Измученный сомнениями, Глинка кутался в шарфы и выходил из флигеля. Сквозь дымку дождя, как оракул, предостерегал его мудрой надписью садовый павильон: «Не по́што далече – и здесь хорошо». Читать бы ту надпись всем любителям беспредметных странствий.
Обогнув павильон, Глинка возвращался домой и опять сидел, не шелохнувшись, в кресле, что стояло против тишнеровского рояля.
В церквах столицы пели вечную память благочестивейшему самодержавнейшему Александру Павловичу, потом многолетие благополучно царствующему императору Константину Павловичу. Пели хорно и велегласно, однакоже в части многолетия все более обозначалась сомнительная разноголосица.

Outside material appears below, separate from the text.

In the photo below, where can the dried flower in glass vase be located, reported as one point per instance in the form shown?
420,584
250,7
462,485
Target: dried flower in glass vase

В России настало междуцарствие.
Понедельник 14 декабря выдался хмурый. День, едва встав, уже торопился уйти, словно боясь задержаться в истории. Но история назначила иную судьбу этому короткому дню, завещав России долгую о нем память.
Распорядители государства уже вскрыли и обнародовали государственные акты, отстранявшие Константина от престола. Николай, решившись, назначил на 14 декабря присягу гвардии. Присяга была назначена по полкам с утра. К часу дня был объявлен съезд в Зимнем дворце придворных чинов, Синода, Сената и генералитета для торжественного молебствия.
Город проснулся, полный тревожных слухов.
В покоях Зимнего дворца Николай всю ночь прошагал по кабинету. Он продолжал шагать днем, мучимый мыслью: как пройдет присяга?
Она кое-как шла. Случилась было заминка в артиллерии: пробовали было кое-где офицеры подстрекнуть солдат к отказу. Но не растерялось бдительное начальство, и все обошлось.